図書館で沢山の人が予約している新刊、ベストセラー的なものをわたしもまた予約しているので、半年遅れくらいで新刊を読むことが多い。最近立て続けにそういったものを読む機会を得て嬉しいかぎりだが、借りてすませる、ということは非常によくない気がしてきた。いや、単純に経済的にも物理的にもポンポン本を増やしていけない理由もあるが。
死んじゃった作家の純文学ばっかり読んできた頃って絶版とか普通だったから借りて読むことに抵抗がなかった。けれど、最近自分と同世代の作家のものなんかも多く読んで、中には印税の手助けをしたい、食わせたい、と思う作家も居ないこともないので著作を買う行為が必要なのでは?と逡巡する。でも、一度読めばそれでいい、というような本が多いのも事実。手元に置いて何度も読みたい本なんてごくわずかだ。でも、三浦しをんちゃんはやっぱり著作買います運動をしてどんどん書かせたい人かもしれない。
まほろ駅前多田便利軒
三浦しをん『まほろ駅前多田便利軒』
正直これで直木賞って聞いた時にえー?!これで?とビックリしてしまった。この作品が不出来であるっていうんじゃなくて、デビュー作からの流れを見ていて、もっと評価されるべき作品があったと思うから。でも、この作品だけでなくてなんかトータル的なものとして与えられた賞だったんだなってことに読後に気づく。

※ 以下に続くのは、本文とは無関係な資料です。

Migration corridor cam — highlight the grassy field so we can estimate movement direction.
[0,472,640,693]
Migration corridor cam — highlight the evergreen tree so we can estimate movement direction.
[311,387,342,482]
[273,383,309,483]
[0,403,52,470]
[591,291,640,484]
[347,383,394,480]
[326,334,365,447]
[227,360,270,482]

便利屋を営む男のもとにかつての同級生が転がり込んで街の人を巻き込んで起こる事件を解決させていく、というようなアラスジだけ読んで、まぁ楽しい冒険活劇なんかなわけね?と興味を持ってなかった。でも読んでみたら、そうじゃないんですよ、これは、この人はやっぱり。冒険活劇というものにくるまれているけれども、これは人間(時に動物)の関係性が隠されている本です。本人が「関係性オタク」だと認めていたけども、友人や恋人や家族というように言葉だけでくくれない関係というのが世の中には沢山沢山あって、なおかつその関係性はひどくモロかったり、もう一歩で発火したり放水したりするような微妙な危険をはらむボーダーレスだったりして、だからこそ生きるってスリルとサスペンス。それゆえに関係を築いたり続けたりって非常にカロリーを消費しなくてはいけない。だから時に独りは楽だ。それでも誰かと何かしらの関係を持つことを選択する、のだ。登場人物もちゃんと関係に向き合ってそして選択する。冒険活劇の部分はあくまで付録。もうちょっと深く関係性を掘り下げられそうな点もあるので不満も残る。ちょっとした言葉がサラりと書かれているが重い。
「一人でいる重さに耐えかね、耐えかねる自分を恥じているのだ」って嗚呼!恥じる!そうか、それを恥じると言えちゃうあたり、やっぱり好きな作家である。しをんちゃんは相当量の本と漫画を読んできていると思う。で、読んできたものが自分と近いのかもしれないのと、フェミコードも自分に近しい。そういう点でも好きです応援してます。